Als erfahrener Lebensmitteltechnologe empfehle ich Gellan (E 418) häufig als zuverlässiges, veganes Geliermittel, das besonders in der Herstellung von Marmeladen überzeugt. Es gilt als gesundheitlich unbedenklich und bietet exzellente Gelier- und Stabilisierungseigenschaften.
Was ist Gellan?
Gellan ist ein pflanzlicher Vielfachzucker, der in der Lebensmittelindustrie als Zusatzstoff E 418 als Geliermittel, Verdicker und Stabilisator eingesetzt wird. Mit Eigenschaften, die denen von Pektin ähneln, eignet es sich ideal für Marmeladen und Konfitüren. Zudem stabilisiert es Sojamilch und verhindert das Aufrahmen.
Laut der European Food Safety Authority (EFSA) ist Gellan für den Verzehr unbedenklich, da es als Ballaststoff unverdaulich bleibt und die Verdauung fördert. Bei hohem Konsum kann es abführend wirken – ein typischer Effekt von Ballaststoffen.
Die biotechnologische Herstellung erfolgt durch Pseudomonas-Bakterien, die Gellan im Stoffwechsel produzieren. Nach Erhitzen der Lösung wird es mit Isopropylalkohol ausgefällt und gereinigt.
Wo wird Gellan sonst noch verwendet?
Auch außerhalb der Lebensmittelbranche ist Gellan gefragt.

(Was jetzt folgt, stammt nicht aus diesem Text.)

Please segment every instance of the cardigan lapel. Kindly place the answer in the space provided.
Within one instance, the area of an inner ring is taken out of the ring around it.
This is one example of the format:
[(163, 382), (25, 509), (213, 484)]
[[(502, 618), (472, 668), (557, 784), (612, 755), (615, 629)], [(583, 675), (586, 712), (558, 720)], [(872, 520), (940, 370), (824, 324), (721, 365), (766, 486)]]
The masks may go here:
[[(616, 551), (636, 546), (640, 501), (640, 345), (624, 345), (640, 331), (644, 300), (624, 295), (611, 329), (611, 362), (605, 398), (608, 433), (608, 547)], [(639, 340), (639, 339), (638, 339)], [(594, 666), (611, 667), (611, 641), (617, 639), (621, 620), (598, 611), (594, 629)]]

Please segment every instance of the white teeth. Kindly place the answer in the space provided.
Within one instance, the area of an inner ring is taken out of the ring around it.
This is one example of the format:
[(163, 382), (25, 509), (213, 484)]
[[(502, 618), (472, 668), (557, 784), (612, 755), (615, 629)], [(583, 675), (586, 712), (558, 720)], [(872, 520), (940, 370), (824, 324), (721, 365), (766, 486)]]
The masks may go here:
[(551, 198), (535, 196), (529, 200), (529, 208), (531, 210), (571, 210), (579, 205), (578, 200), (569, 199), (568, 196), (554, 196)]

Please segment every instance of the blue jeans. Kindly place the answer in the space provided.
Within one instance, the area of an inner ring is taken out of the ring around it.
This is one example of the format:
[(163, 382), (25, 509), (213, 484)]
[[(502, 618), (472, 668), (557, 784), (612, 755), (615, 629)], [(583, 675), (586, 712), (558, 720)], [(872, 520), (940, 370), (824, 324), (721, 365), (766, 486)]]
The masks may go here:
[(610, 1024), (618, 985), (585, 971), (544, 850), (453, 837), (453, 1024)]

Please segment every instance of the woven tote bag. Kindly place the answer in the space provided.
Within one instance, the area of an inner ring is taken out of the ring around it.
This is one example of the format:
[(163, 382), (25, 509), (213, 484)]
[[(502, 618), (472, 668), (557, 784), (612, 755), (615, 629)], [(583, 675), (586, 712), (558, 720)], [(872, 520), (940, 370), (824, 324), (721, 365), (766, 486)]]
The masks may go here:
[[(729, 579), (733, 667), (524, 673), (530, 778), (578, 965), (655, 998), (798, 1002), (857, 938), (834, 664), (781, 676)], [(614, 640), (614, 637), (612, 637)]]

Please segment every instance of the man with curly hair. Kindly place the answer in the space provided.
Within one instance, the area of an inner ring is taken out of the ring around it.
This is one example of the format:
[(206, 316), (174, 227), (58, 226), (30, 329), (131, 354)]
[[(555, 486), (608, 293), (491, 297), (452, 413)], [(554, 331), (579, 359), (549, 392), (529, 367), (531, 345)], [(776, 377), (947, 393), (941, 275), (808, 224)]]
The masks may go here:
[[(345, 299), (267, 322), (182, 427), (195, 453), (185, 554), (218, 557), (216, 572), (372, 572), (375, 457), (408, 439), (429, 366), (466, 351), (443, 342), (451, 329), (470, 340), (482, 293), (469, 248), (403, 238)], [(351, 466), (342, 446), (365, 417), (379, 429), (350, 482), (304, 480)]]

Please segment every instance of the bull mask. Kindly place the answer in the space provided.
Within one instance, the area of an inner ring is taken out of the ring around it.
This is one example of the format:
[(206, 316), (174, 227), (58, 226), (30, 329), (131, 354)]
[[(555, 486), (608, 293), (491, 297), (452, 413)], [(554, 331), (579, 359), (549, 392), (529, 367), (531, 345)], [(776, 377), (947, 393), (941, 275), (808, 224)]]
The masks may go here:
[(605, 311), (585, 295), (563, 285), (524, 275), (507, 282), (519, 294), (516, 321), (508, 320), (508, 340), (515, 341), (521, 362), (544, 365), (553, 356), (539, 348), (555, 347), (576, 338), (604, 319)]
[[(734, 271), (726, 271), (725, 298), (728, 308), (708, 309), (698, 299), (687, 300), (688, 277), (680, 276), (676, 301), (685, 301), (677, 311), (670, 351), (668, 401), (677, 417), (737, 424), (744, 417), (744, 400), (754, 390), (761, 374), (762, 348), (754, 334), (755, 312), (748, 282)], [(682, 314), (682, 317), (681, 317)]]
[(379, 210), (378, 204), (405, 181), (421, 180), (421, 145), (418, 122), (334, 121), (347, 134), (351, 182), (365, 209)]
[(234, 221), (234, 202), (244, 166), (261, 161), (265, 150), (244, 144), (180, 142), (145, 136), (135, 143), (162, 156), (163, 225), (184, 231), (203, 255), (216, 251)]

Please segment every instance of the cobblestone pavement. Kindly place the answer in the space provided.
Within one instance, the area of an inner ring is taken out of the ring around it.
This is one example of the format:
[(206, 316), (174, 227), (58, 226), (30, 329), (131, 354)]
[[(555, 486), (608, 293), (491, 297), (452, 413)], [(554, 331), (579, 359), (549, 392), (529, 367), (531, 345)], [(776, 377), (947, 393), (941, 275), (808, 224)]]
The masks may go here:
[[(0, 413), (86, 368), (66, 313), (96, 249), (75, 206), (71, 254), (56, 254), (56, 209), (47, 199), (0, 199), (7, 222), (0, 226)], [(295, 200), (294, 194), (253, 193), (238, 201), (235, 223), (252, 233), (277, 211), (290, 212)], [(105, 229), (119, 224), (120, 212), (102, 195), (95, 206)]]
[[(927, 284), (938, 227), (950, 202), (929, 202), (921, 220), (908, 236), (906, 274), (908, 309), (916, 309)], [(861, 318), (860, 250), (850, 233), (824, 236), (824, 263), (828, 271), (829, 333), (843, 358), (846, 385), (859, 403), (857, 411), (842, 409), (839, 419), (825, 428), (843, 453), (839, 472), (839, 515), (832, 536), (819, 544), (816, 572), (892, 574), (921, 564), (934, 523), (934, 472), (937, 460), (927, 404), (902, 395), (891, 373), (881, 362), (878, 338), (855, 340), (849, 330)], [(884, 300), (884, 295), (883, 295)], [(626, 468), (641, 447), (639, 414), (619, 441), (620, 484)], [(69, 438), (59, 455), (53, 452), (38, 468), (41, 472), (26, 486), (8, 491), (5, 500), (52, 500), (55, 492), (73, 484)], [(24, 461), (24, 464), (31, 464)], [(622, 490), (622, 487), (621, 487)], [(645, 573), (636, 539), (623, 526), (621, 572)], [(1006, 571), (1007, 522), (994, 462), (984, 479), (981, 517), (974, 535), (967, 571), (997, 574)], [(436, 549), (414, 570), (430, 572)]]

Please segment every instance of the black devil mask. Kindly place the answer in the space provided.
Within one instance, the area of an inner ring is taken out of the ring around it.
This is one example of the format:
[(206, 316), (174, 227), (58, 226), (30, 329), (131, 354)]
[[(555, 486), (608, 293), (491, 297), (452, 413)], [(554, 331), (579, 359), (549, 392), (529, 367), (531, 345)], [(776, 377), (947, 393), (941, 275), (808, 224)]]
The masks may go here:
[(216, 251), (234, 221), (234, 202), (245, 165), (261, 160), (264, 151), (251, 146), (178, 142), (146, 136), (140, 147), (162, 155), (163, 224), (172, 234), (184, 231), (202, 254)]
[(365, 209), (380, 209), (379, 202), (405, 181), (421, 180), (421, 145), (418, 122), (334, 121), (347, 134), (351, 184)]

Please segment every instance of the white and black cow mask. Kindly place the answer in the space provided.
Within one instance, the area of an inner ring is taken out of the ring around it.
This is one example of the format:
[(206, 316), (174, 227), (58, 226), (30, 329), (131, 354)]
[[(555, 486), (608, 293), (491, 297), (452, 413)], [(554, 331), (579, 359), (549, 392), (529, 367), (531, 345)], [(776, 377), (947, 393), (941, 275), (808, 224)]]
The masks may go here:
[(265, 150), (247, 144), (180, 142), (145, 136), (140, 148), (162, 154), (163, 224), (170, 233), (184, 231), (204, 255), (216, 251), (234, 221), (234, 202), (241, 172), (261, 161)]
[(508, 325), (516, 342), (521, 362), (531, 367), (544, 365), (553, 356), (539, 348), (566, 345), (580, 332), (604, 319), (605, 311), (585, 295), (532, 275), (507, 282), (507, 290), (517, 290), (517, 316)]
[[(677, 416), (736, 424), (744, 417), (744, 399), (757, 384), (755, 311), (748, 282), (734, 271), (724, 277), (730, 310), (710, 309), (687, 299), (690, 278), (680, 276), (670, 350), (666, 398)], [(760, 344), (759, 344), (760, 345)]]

In der Pharmaindustrie geliert es Augentropfen, damit sie länger wirken. In der Mikrobiologie ersetzt es oft Agar Agar zur Verfestigung von Nährböden.
Im Unterschied zu tierischer Gelatine ist Gellan rein vegan. Beachten Sie jedoch die Zutatenliste: Es wird meist mit anderen Verdickern kombiniert, um die perfekte Textur zu erzielen.